Paris Hilton Can't Tell Drugs From Gum
Per police report, Hilton said she thought cocaine found in her purse was gum.
Aug. 31, 2010 — -- One would think that it would be hard to mistake cocaine for chewing gum, considering one substance is powdery, white, illegal and most commonly found in tiny plastic bags, and the other is solid, multi-colored, sold at convienience stores around the country, and often wrapped in foil.
But apparently, Paris Hilton has trouble telling the difference between the two.
According to an officer's report, when a little white baggie fell out of the purse Hilton was carrying in Las Vegas Friday, Hilton said that "she had not seen [the bag] but now thought it was gum."
The bag actually contained 0.8 grams of cocaine, according to People magazine, and now the 29-year-old heiress faces felony drug-possession charges, with an Oct. 27 arraignment.
Hilton maintains she didn't put the drugs in the bag.

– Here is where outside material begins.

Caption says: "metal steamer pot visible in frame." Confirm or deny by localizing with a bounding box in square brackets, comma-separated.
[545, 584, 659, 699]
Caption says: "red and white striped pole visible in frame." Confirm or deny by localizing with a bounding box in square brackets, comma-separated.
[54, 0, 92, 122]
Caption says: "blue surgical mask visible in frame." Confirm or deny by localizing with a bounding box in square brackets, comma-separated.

According to the police report, she attested to owning a broken Albuterol pill, Zig Zag wrappers commonly used to smoke marijuana, and $1,300 in cash and credit cards, but said "several cosmetic items inside the purse were not hers."
Hilton's "it wasn't me" line sounds strikingly familiar to a few pouty-faced proclamations she's made before. Below, four more of Hilton's memorable excuses:
1. After she was detained and released for possession of marijuana in Port Elizabeth, South Africa, in July, Hilton took to her Twitter account to assert, "I had nothing to do with it." She dismissed pot-smoking accusations as "a lot of crazy rumors" before reiterating "I was not charged or arrested, 'cause I didn't do anything." Her publicist hammered home the point in her own statement, calling the incident "a complete misunderstanding, and it was actually another person in the group who did it."

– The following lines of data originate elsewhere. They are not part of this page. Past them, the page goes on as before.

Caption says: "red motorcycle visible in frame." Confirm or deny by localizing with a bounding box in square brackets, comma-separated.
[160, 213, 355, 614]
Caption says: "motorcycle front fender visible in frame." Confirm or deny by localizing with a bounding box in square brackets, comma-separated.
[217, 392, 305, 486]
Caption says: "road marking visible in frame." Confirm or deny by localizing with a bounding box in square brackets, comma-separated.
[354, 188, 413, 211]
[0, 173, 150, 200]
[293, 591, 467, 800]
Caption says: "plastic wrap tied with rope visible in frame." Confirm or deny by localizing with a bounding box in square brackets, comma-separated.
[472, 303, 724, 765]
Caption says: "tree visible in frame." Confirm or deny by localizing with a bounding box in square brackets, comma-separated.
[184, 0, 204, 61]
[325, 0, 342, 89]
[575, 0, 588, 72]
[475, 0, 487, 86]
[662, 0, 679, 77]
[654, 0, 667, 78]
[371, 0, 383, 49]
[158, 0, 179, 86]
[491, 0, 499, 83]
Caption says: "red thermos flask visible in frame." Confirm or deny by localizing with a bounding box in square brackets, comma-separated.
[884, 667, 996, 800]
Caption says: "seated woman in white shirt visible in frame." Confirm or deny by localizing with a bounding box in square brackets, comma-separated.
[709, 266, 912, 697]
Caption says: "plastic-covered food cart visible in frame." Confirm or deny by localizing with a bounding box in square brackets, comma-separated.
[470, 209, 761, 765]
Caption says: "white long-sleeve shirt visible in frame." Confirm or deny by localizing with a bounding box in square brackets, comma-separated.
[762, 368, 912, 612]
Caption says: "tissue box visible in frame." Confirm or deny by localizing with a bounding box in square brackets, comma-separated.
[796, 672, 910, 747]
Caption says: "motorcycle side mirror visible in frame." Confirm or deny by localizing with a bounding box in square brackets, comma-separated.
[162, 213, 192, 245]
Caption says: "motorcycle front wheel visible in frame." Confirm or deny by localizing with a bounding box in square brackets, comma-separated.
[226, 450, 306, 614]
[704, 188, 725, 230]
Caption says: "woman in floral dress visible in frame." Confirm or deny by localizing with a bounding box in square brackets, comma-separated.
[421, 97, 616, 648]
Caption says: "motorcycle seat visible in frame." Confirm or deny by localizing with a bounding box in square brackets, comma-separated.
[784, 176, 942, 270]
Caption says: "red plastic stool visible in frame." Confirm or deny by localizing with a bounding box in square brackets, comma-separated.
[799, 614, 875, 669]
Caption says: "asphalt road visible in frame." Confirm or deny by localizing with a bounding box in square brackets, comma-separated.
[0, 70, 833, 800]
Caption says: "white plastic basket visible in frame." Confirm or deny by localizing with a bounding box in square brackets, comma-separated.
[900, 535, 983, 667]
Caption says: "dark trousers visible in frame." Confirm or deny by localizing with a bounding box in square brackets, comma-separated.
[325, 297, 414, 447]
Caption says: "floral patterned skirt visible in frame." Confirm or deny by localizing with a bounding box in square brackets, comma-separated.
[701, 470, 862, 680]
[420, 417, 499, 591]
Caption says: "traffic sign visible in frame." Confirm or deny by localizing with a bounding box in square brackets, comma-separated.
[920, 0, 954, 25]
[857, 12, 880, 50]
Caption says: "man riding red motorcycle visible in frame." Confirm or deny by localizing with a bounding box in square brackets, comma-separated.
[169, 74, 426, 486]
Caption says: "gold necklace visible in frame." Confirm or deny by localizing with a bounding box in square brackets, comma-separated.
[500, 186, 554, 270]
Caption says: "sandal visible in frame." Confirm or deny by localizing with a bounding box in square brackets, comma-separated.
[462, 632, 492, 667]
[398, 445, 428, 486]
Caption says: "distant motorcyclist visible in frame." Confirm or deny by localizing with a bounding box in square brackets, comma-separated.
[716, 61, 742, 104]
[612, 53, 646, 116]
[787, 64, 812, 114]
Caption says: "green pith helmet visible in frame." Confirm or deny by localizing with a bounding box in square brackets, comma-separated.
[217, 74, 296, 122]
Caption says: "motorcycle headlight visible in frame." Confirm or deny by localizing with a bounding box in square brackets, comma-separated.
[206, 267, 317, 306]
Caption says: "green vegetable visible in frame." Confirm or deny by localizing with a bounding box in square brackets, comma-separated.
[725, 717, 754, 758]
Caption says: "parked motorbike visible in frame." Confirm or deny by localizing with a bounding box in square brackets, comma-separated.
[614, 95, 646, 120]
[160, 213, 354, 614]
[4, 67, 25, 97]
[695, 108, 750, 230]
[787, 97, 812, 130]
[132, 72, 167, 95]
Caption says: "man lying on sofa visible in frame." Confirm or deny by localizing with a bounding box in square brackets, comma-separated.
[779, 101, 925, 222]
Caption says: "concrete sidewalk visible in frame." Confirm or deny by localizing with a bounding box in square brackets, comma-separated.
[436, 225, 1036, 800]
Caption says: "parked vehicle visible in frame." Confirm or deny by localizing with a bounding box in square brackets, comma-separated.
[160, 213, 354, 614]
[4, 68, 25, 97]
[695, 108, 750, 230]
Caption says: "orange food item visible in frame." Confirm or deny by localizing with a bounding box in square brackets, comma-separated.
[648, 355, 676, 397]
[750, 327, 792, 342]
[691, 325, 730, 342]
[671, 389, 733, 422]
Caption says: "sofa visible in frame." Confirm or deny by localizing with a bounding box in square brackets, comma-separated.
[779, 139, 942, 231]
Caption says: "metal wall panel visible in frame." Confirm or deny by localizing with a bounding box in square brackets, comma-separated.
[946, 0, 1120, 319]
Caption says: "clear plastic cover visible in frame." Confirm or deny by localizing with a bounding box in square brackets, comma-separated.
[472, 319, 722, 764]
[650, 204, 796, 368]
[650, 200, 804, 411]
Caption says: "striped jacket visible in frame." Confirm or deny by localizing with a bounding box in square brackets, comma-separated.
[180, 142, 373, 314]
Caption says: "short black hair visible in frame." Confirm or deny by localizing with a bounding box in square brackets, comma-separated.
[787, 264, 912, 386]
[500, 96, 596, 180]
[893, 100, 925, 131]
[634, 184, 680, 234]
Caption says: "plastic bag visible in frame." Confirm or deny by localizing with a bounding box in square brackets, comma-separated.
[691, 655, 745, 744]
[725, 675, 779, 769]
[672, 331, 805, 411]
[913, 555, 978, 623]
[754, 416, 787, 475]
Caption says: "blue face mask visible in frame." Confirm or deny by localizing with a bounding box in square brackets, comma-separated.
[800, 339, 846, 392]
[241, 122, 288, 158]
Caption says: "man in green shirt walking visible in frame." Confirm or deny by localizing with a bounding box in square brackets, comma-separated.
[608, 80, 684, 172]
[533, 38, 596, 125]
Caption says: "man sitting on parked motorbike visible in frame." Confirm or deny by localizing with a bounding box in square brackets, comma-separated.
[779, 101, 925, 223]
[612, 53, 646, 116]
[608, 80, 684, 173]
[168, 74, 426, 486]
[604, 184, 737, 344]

2. Call it drug deja vu -- later in July, Hilton went through the detained/released routine again after Corsican police found marijuana in her handbag. Again, Hilton took to Twitter to defend herself. "So sick of people making up rumors about me," she wrote. "The latest one about me is completely false too. Don't believe what you read. Silly nonsense."

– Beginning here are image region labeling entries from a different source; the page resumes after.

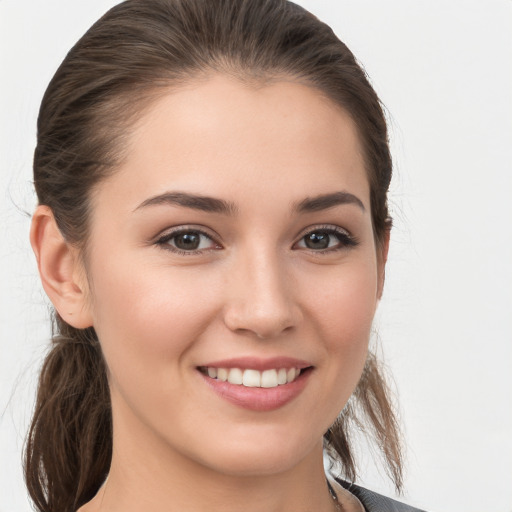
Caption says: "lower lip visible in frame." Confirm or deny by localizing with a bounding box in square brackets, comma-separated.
[198, 368, 312, 411]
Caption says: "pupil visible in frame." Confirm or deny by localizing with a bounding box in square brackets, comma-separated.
[175, 233, 199, 251]
[306, 233, 329, 249]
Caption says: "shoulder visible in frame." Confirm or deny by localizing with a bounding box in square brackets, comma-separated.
[336, 478, 425, 512]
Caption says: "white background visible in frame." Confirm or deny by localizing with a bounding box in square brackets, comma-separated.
[0, 0, 512, 512]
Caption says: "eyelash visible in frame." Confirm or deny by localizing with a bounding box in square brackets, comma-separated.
[155, 225, 359, 256]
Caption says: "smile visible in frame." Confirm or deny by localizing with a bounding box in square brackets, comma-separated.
[199, 366, 303, 389]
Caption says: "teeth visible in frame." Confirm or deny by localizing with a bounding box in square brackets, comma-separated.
[202, 367, 301, 388]
[277, 368, 287, 385]
[228, 368, 244, 384]
[242, 370, 261, 388]
[261, 370, 278, 388]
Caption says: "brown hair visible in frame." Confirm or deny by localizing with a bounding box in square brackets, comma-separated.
[25, 0, 402, 512]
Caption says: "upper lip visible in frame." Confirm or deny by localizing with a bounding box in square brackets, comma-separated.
[200, 356, 313, 372]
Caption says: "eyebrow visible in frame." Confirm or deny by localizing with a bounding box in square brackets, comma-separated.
[134, 192, 366, 215]
[134, 192, 238, 215]
[294, 192, 366, 213]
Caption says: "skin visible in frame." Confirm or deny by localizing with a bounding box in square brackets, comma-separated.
[31, 75, 387, 512]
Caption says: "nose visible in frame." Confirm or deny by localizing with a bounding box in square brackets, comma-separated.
[224, 249, 302, 339]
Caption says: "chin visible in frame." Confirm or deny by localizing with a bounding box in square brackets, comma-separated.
[188, 428, 323, 477]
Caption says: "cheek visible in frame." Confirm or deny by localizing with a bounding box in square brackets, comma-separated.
[86, 260, 222, 377]
[312, 261, 377, 350]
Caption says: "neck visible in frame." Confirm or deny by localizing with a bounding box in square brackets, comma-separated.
[80, 410, 336, 512]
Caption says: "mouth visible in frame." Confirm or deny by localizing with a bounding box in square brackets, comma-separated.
[198, 366, 312, 389]
[197, 361, 314, 412]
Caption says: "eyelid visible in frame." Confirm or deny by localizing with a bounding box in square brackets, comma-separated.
[153, 224, 222, 256]
[293, 224, 359, 254]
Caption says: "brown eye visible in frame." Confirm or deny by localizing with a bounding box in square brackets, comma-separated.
[304, 232, 332, 249]
[156, 229, 220, 254]
[297, 226, 358, 252]
[174, 232, 201, 251]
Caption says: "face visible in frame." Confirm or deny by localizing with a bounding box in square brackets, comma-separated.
[81, 76, 380, 475]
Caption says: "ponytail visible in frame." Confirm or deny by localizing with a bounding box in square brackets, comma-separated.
[324, 352, 403, 493]
[24, 317, 112, 512]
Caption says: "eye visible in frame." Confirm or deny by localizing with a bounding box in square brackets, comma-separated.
[156, 228, 220, 254]
[296, 226, 358, 252]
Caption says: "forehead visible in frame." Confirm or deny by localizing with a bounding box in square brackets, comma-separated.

3. Back in the day, Hilton's excuses were more creative. In 2007, she supported a petition directed to California governor Arnold Schwarzenegger asking that she be pardoned from her 45-day jail sentence for violating the terms of her probation by driving with a suspended license. Why? Because, the petition said, Hilton provides "beauty and excitement to (most of) our otherwise mundane lives."